The importance of this presidential action was emphasized by Trump’s visit to the VA headquarters, just across Lafayette Square from the White House. Vice President Pence, members of Congress and veterans joined VA Secretary David Shulkin as the president signed the order Thursday afternoon.
Trump praised the “many VA employees who do a fantastic job,” a reality too often lost in discussions about the agency.
“This executive order makes it clear,” he said, “that we will never, ever tolerate substandard care for our great veterans. With the creation of this office, we are sending a strong message: Those who fail our veterans will be held, for the first time, accountable.”
Trump seems to think he created all that’s good. He is not the first to hold VA employees accountable.
Speaking to reporters on Wednesday, Shulkin said the new VA Office of Accountability and Whistleblower Protection will help officials deal with employees who “should no longer be working [at] VA, and make sure that we can do that expeditiously.” He didn’t have a cost estimate for this new layer of bureaucracy, which he said will confront “systemic barriers that prevent us from making the right decisions.” But the secretary did say it would not be “small amounts. This is going to be a substantial commitment.”
Unfortunately, the administration’s commitment to move “expeditiously” was not accompanied by a promise to balance swiftness with fairness. Civil service protections were not even an afterthought at the executive order signing ceremony. Due process was not mentioned there by Trump, Pence or Shulkin, or in the order itself.
The order charges the Office of Accountability and Whistleblower Protection with assisting the secretary in using “all available authorities to discipline or terminate” employees who violate the public’s trust and identifying statutory obstacles that get in the secretary’s way as he seeks to do that.

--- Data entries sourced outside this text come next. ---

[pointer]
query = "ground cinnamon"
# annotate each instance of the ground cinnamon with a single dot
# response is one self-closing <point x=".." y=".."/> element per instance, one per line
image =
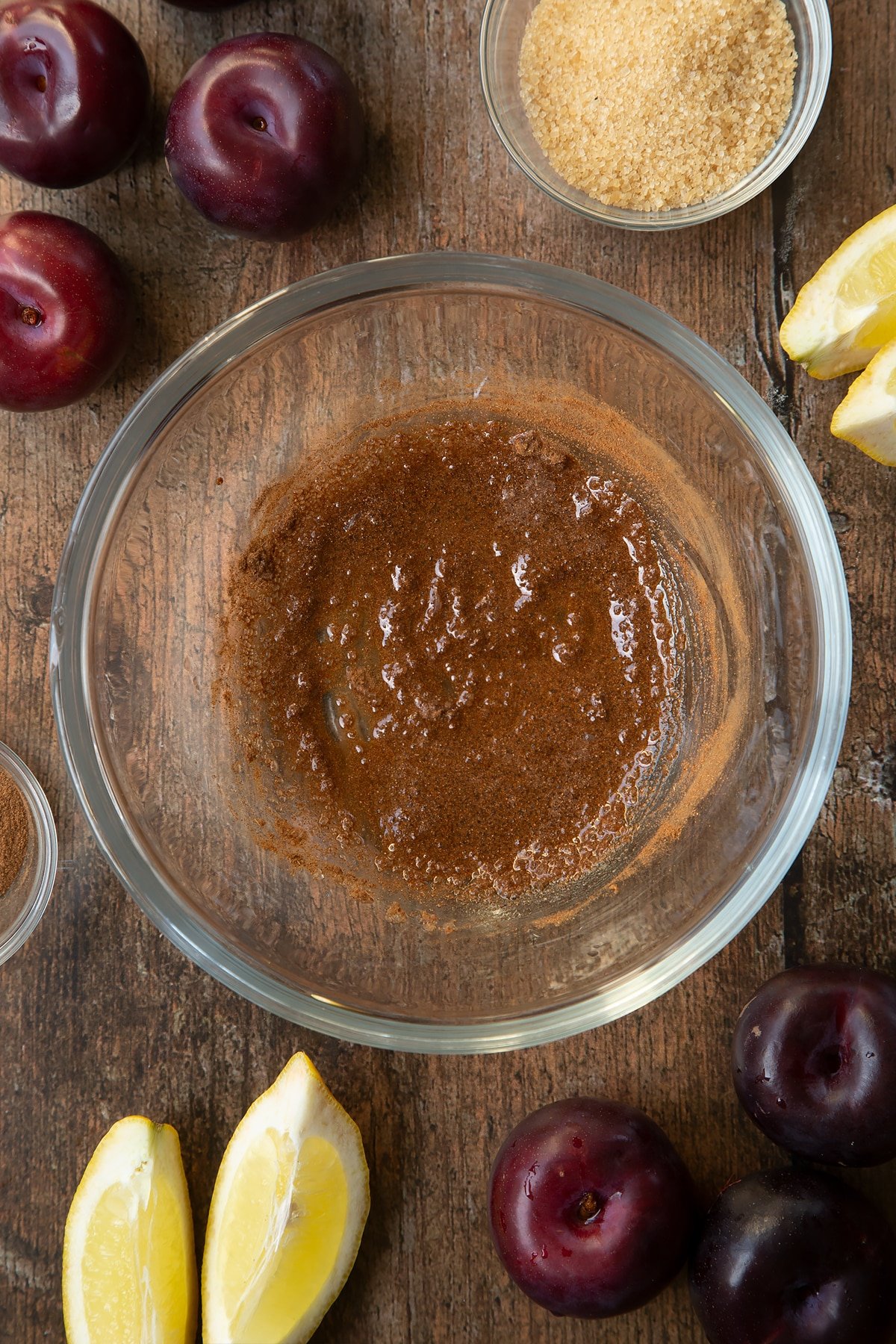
<point x="453" y="659"/>
<point x="13" y="831"/>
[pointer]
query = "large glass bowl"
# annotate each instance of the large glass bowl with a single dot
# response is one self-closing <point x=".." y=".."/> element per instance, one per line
<point x="134" y="651"/>
<point x="500" y="40"/>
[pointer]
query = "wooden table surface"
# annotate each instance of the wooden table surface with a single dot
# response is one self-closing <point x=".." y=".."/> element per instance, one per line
<point x="100" y="1016"/>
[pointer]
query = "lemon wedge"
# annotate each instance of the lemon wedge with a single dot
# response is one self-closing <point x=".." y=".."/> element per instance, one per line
<point x="848" y="309"/>
<point x="128" y="1263"/>
<point x="867" y="416"/>
<point x="287" y="1214"/>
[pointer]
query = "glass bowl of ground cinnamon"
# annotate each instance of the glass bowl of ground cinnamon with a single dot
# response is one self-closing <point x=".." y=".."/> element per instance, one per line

This rush to fire feds faster, first at VA, but with attempts to spread it across government, comes with a serious risk. Yes, due process rights can be slow and cumbersome. They protect, however, not just employees, but more importantly, also the public from a politicized system that favors citizens of one political party over another. Reforms must respect civil service protections. They should be acknowledged by government leaders and not be ignored as they were at the signing.
Furthermore, those protections protect whistleblowers.
While expedited firing has a certain appeal, allowing faster firing also could empower vengeful managers to more easily dismiss employees who report cases of agency waste, fraud and abuse.
The notion of protecting whistleblowers with the new VA office was met with skepticism by those who actually protect them from aggression by individual managers every day.
Tom Devine, legal director of the Government Accountability Project, said he appreciated Trump’s “good intentions” but that “it would be unprecedented for this office to be an effective, genuine resource for whistleblowers. As a rule, internal agency whistleblower offices always have been Trojan Horses.”
Elizabeth Hempowicz, policy counsel for the Project on Government Oversight, agreed.
She pointed to the VA’s Central Whistleblower Office, created by Congress last year to investigate whistleblower complaints and charges of retaliation against them. Because it is housed within VA, without “proper independence,” she said, “our worry is that it risks becoming an internal clearinghouse to help agency managers identify and retaliate against whistleblowers.”
Congressional Republicans, who generally speaking have advanced numerous workplace protection dilution measures, were full of praise for Trump.
“I applaud the Trump administration for taking action to hold bad actors accountable and enhance whistleblower protections throughout the VA,” said Sen. Ron Johnson (R-Wis.), chairman of the Senate Homeland Security and Governmental Affairs Committee.
But will the administration enhance those protections or provide cover to subvert them, as whistleblower advocates fear?